No início de abril, a Folha de S.Paulo publicou depoimentos de trabalhadores da área da saúde em diferentes cidades que relatavam uma subnotificação gigantesca da doença. Em alguns estados e municípios, havia, à época, 1 caso informado para cada 30 ou mais episódios em que pacientes poderiam estar doentes sem que fossem registrados.
Países que se saem melhor no combate à doença, como Coreia do Sul e Alemanha, testam uma parcela maior da população do que os países que têm pior desempenho de barrar o avanço do coronavírus. "Ampliar a testagem para saber como a doença está se comportando é uma das melhores estratégias", diz Ribeiro.
Com esses dados em mãos, os governos podem verificar a eficiência das medidas adotadas ou definir qual o melhor momento para afrouxar o distanciamento social, por exemplo.
"Esses números atualizados também são importantes para saber se um bairro ou uma cidade precisa de um bloqueio mais rígido para evitar que a doença se espalhe", afirma Canto, da Fiocruz.
O aumento na movimentação em alguns cemitérios do país também é apontado como indicativo da subnotificação.
Segundo reportagem publicada na Folha de S.Paulo na segunda-feira (27), um único cemitério de Manaus, que recebia cerca de 30 enterros por dia antes da pandemia, chegou a um pico no domingo (26), quando 142 sepultamentos foram realizados.
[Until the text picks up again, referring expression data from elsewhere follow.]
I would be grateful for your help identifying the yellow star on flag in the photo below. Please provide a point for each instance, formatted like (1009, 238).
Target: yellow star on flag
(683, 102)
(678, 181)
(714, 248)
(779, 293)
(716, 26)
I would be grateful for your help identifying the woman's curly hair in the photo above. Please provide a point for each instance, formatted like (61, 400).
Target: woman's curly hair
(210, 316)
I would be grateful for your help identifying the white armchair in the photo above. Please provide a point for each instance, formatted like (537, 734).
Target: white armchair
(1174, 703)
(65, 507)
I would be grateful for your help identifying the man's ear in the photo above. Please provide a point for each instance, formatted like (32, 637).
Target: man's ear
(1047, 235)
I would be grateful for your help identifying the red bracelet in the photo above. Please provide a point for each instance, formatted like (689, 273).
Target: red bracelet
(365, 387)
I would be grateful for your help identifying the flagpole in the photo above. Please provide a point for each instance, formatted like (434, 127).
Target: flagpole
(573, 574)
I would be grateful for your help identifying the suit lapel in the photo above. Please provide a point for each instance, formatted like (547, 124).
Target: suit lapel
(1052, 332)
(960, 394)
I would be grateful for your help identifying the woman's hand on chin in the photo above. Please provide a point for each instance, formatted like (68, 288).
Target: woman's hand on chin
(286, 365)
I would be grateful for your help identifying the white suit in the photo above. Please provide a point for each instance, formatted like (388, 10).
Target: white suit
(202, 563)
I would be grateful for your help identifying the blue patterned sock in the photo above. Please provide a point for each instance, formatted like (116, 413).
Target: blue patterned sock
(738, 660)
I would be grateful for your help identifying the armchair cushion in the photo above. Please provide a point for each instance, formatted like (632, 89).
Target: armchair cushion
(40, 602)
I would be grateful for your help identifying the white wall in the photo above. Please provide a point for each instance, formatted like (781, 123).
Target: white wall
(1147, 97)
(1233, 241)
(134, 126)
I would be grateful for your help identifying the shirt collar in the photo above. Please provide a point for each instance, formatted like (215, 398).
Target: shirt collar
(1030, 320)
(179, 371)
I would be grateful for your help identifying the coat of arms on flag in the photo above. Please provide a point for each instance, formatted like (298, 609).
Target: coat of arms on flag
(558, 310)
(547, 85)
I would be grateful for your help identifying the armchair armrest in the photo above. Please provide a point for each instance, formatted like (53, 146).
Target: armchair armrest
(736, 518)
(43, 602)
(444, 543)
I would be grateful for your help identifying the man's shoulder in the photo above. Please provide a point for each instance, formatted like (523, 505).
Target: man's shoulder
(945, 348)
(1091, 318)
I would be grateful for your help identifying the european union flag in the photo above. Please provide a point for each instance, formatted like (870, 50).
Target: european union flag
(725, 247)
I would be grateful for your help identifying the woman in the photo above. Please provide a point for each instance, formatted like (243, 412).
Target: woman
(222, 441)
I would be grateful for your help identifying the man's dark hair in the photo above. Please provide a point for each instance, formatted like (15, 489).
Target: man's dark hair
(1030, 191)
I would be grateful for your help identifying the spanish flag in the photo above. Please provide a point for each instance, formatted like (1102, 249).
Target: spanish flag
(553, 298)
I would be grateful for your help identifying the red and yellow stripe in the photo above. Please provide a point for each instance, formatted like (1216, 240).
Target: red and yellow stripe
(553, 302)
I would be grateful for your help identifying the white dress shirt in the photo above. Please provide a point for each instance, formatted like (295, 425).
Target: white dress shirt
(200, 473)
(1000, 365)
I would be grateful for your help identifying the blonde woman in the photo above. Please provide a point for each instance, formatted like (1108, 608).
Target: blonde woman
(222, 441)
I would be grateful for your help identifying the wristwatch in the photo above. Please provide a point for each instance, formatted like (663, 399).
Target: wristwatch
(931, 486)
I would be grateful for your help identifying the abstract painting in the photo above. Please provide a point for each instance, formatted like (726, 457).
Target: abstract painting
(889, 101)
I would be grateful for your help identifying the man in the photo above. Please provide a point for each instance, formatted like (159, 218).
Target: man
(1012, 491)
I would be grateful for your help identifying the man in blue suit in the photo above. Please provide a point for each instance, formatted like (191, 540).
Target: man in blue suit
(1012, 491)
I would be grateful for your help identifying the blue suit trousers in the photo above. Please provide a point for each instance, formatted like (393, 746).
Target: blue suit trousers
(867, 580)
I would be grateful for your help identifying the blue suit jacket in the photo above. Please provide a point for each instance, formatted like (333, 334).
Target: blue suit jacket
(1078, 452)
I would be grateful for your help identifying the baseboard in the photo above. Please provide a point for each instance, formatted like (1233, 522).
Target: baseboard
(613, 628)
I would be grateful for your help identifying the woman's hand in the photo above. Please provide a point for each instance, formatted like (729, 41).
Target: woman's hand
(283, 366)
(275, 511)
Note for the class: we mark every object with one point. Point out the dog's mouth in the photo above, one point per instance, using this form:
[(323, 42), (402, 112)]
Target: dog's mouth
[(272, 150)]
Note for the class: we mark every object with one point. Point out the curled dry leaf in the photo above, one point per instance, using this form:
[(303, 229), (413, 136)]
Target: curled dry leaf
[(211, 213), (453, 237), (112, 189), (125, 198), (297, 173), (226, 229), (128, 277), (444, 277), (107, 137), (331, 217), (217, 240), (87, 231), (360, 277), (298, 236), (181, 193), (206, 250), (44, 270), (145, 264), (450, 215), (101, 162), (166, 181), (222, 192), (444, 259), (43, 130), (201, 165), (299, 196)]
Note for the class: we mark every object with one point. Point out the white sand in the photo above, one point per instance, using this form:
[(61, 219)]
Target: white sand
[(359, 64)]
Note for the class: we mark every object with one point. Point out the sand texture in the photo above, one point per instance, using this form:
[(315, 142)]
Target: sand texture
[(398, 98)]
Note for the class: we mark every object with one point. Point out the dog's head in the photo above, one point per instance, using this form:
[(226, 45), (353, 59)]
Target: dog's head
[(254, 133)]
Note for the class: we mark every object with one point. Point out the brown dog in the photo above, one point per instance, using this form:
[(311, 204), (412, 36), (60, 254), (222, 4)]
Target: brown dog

O número de mortes no estado de São Paulo teve um crescimento de 1.481 casos acima da média dos últimos quatro anos para o mês de março. No mesmo mês, foram registrados 731 óbitos por Covid-19.
Embora o Ministério da Saúde e as secretarias de saúde dos estados estejam usando os dados disponíveis para pautar suas ações, a demora do resultado dos testes faz com que as autoridades trabalhem baseadas no passado.
"Quando vemos os dados da mortalidade, olhamos para pacientes que adoeceram há pelo menos uma semana. Com esses números nós estamos sempre correndo atrás do prejuízo, eles nos informam o que já passou", diz Canto.
Algumas das mortes causadas pelo novo coronavírus chegam a levar mais de um mês para terem a causa confirmada. De acordo com o Ministério da Saúde, 86% das mortes ocorridas sob suspeita de Covid-19 já tiveram a investigação concluída.
O secretário de vigilância em saúde do ministério, Wanderson Oliveira, disse ainda que estados e municípios são orientados a priorizar a inserção de óbitos com suspeita ou confirmação de Covid-19 no sistema, para agilizar o processo de investigação dessas mortes.
A falta de testes também causa uma distorção na taxa de letalidade da doença no país -a porcentagem de pessoas infectadas pelo vírus que morrem pela Covid-19. Com os números oficiais atuais, a letalidade da doença no país está próxima de 7%.
Segundo estimativa divulgada pela Organização Mundial da Saúde (OMS) no início de março, esse número deve estar em torno de 3,4%. Para Canto, esse é outra pista da subnotificação. "A taxa de mortalidade leva em consideração os casos testados; com uma vigilância maior, mais testes, esse número tende a cair", diz a pneumologista.